Le président de la Fédération sénégalaise de football (FSF), Abdoulaye Fall, a fermement rejeté les accusations ayant circulé autour de la délégation des Lions durant la Coupe du monde 2026. Lors d’une conférence de presse, il a assuré que le dispositif de sécurité mis en place autour de l’équipe rendait impossibles certains faits évoqués dans l’espace public.
Selon lui, la sécurité de la sélection sénégalaise reposait sur plusieurs niveaux de contrôle.
« Il y avait un premier rideau de sécurité autour de l’hôtel. On ne pouvait pas y accéder sans badge. Même les autres clients de l’hôtel empruntaient un circuit différent de celui réservé à l’équipe nationale », a expliqué le président de la FSF. À l’intérieur de l’établissement, Abdoulaye Fall indique que la sécurité était assurée conjointement par la Brigade d’intervention polyvalente (BIP), sous la responsabilité du commissaire divisionnaire Djibril Camara, ainsi que par la police américaine. Il a également souligné que la FIFA avait déployé son propre dispositif de contrôle à chaque étage de l’hôtel. « À la sortie de chaque ascenseur, il y avait des contrôles de la FIFA. Il était impossible d’accéder aux étages sans badge », a-t-il insisté.

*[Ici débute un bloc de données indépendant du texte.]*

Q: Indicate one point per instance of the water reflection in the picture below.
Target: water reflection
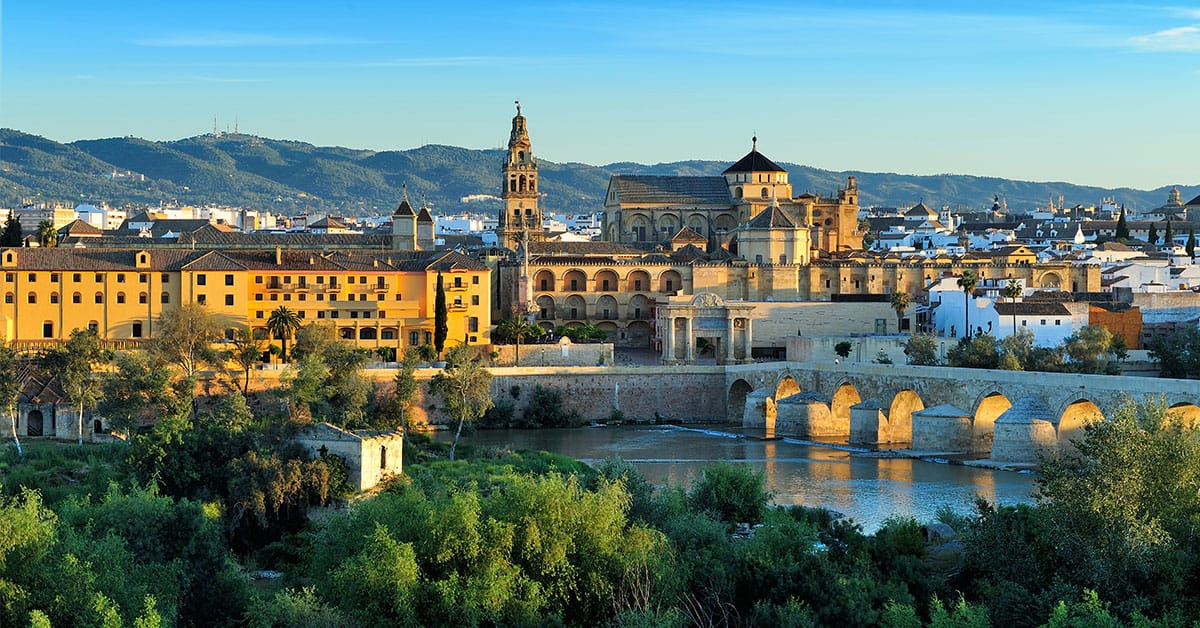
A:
(865, 489)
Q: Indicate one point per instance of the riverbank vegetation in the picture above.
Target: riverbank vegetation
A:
(167, 530)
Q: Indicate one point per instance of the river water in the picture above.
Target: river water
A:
(864, 489)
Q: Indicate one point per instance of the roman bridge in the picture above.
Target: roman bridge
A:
(1006, 416)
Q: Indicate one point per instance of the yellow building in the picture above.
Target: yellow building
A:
(376, 299)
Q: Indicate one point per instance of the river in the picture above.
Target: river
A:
(862, 488)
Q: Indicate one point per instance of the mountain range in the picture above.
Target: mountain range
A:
(293, 177)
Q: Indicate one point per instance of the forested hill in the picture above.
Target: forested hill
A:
(289, 177)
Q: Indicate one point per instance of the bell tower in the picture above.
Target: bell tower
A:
(521, 217)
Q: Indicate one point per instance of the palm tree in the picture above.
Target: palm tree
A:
(900, 300)
(47, 235)
(967, 282)
(281, 324)
(1012, 292)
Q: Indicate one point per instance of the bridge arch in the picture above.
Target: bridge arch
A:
(904, 404)
(1187, 413)
(1072, 420)
(844, 396)
(786, 388)
(736, 404)
(983, 420)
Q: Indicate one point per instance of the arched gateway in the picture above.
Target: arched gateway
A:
(683, 321)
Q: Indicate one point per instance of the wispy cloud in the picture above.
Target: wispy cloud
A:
(243, 40)
(1181, 39)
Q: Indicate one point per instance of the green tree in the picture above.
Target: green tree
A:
(73, 363)
(47, 235)
(441, 317)
(10, 388)
(1177, 353)
(1091, 350)
(465, 388)
(282, 323)
(141, 390)
(246, 353)
(11, 235)
(967, 281)
(900, 300)
(515, 330)
(1012, 291)
(922, 350)
(981, 352)
(184, 338)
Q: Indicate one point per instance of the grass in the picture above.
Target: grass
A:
(60, 470)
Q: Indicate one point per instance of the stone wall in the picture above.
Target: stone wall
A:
(562, 353)
(864, 348)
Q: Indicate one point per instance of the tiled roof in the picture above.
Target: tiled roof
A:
(594, 247)
(673, 190)
(754, 161)
(1031, 309)
(772, 219)
(78, 227)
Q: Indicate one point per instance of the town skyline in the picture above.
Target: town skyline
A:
(1095, 95)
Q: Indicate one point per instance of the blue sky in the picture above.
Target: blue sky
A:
(1086, 93)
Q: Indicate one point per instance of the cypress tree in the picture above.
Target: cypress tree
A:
(11, 234)
(441, 315)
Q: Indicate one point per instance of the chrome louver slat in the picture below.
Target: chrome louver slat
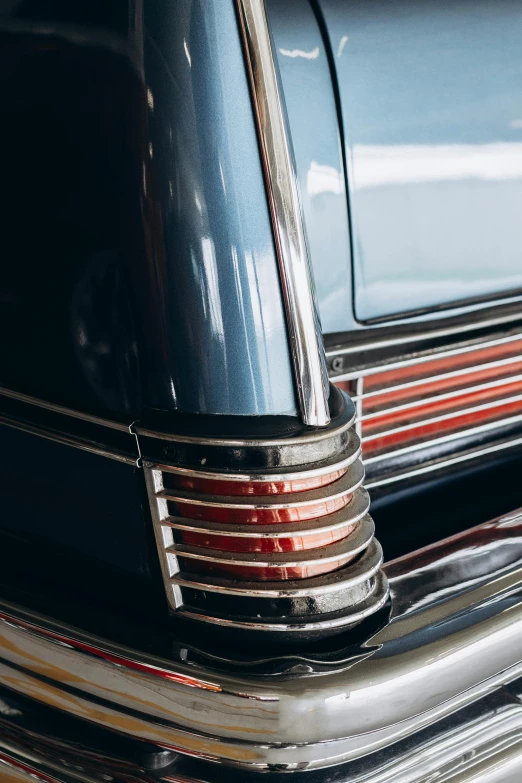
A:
(282, 550)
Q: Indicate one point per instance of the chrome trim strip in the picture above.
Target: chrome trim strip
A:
(351, 545)
(443, 417)
(352, 451)
(15, 767)
(348, 483)
(433, 355)
(420, 336)
(376, 599)
(312, 437)
(454, 636)
(439, 377)
(492, 425)
(456, 393)
(445, 462)
(63, 410)
(65, 440)
(352, 512)
(365, 567)
(289, 231)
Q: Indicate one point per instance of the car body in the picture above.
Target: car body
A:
(260, 269)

Saisine du procureur face à des accusations « choquantes »
Face aux accusations ayant visé certains membres de la délégation, Abdoulaye Fall s’est dit profondément choqué. « Je ne sais pas comment on peut imaginer de telles choses dans l’environnement de l’équipe nationale. C’est un manque de respect envers les athlètes, mais aussi envers les dirigeants de la Fédération sénégalaise de football », a-t-il déclaré.
Le président de la FSF estime que ces allégations relèvent d’une « campagne de désinformation organisée de l’extérieur », destinée selon lui à porter atteinte à l’image du Sénégal et de son instance dirigeante. Il affirme avoir décidé de saisir le procureur afin que cette affaire fasse l’objet d’un examen. « L’image du Sénégal est ternie, tout comme celle de la Fédération sénégalaise de football. Il faut prendre des mesures. Ce qui se passe n’est ni sincère ni honnête », a conclu Abdoulaye Fall.